Chapter 23

Chapter Twenty-Three

After a late lunch at work on Monday, both Lee and Kat had been called into one of the assigned meeting rooms on their office floor, presumably to discuss the article they had been working on about Arthur Strickland, given the recent turn of events.

Prior to last week, Lee didn’t realize just how much her palms could sweat until instances like this one whereby she had found herself wiping her hands on her pleated gray trousers not unlike a child covered in mud or chocolate.

The pair walked relatively slowly, savoring each moment of company time they were being billed for as they took each and every step.

“It’s going to be bad news,” Kat huffed, pulling out the wad of bubblegum in her mouth with her hand as she placed it into the trash can to her right.

“Either our whole article gets completely dismissed or we have to rewrite it.
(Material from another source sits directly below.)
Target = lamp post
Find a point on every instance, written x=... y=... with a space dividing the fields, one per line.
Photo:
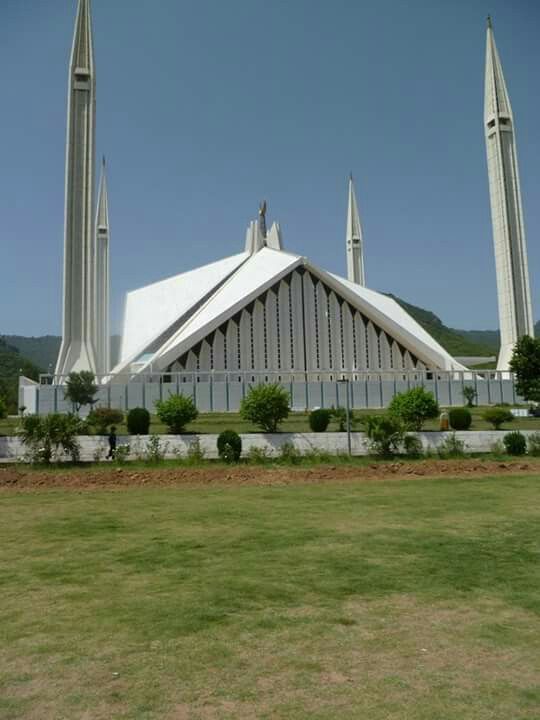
x=346 y=382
Neither option fills me with much enthusiasm.”

Katherine Myers was no stranger to the recent turn of events concerning Arthur Strickland, just as Lee was no stranger to the recent turn of events concerning Arthur Strickland.

And, with the rarity of being called into one of the meeting rooms with their manager, Perry, it was likely that he was also no stranger to the news, either.
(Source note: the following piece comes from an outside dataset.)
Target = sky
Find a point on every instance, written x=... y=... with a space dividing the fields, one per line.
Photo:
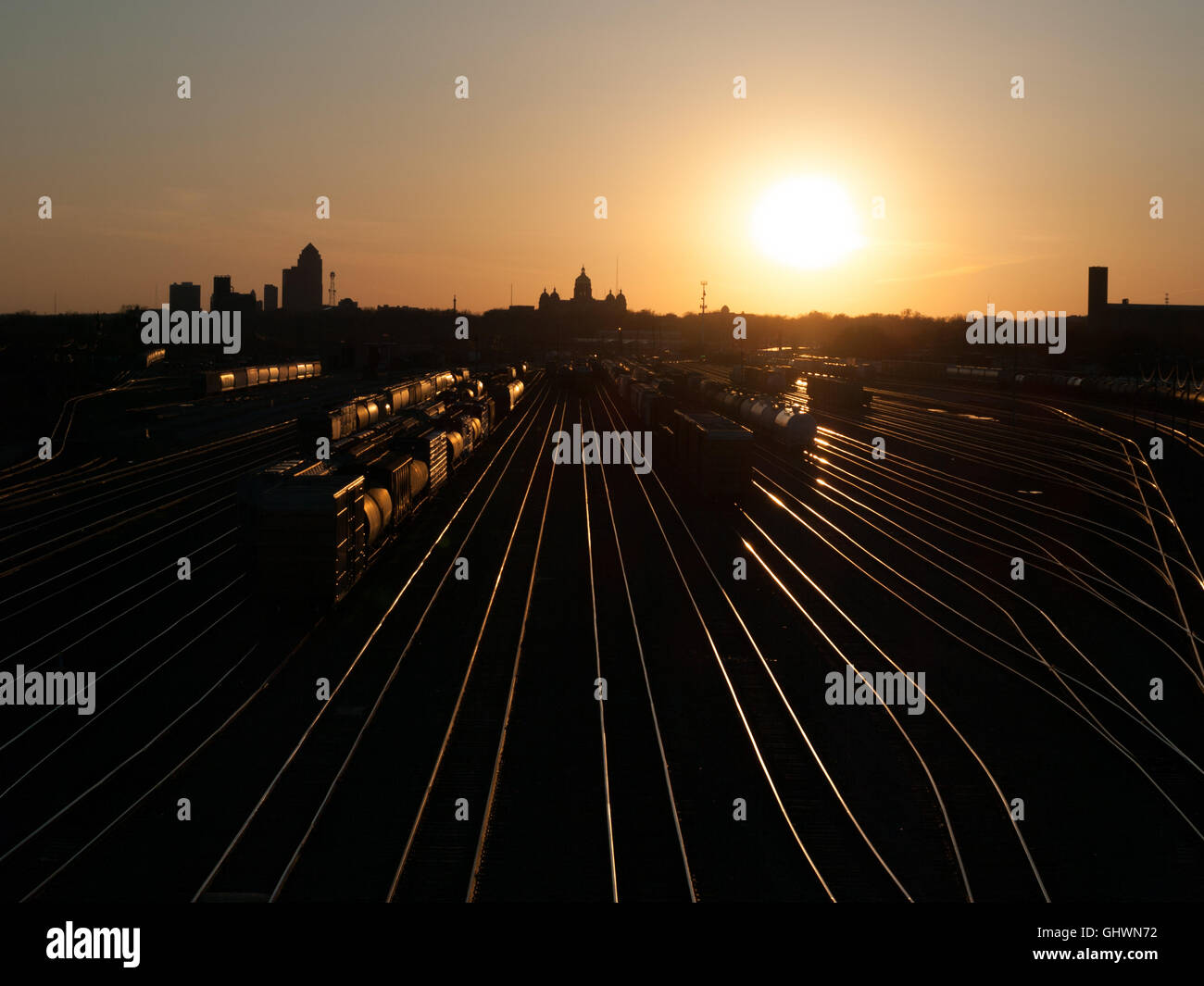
x=986 y=197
“Firstly, nothing fills you with enthusiasm, and secondly, we don’t know that for certain,” Lee said, trying not to show visible distaste upon her face for what Kat had done moments earlier with her bubblegum.

“I mean, you’re probably right, but let’s just get in there first and see what’s what. ”

At that moment in time, Lee was almost envious of Kat, because Kat’s inconvenience stemmed from having to do more work, which, all things considered, was a very trivial, and normal thing to be inconvenienced about.

Lee’s inconvenience was rooted in being discovered that she had broken into Arthur’s home and planted evidence for the police to find before his house was turned upside down over the weekend.

The two of them were walking the same walk, very literally speaking as they made their way to the office, but very much metaphorically talking a different talk entirely.

Lee had been naive in believing that her weekend could be a quiet one, acknowledging that with every hour that passed whilst Diana and her team inspected Arthur’s house, Morgan’s DNA could be found at any moment.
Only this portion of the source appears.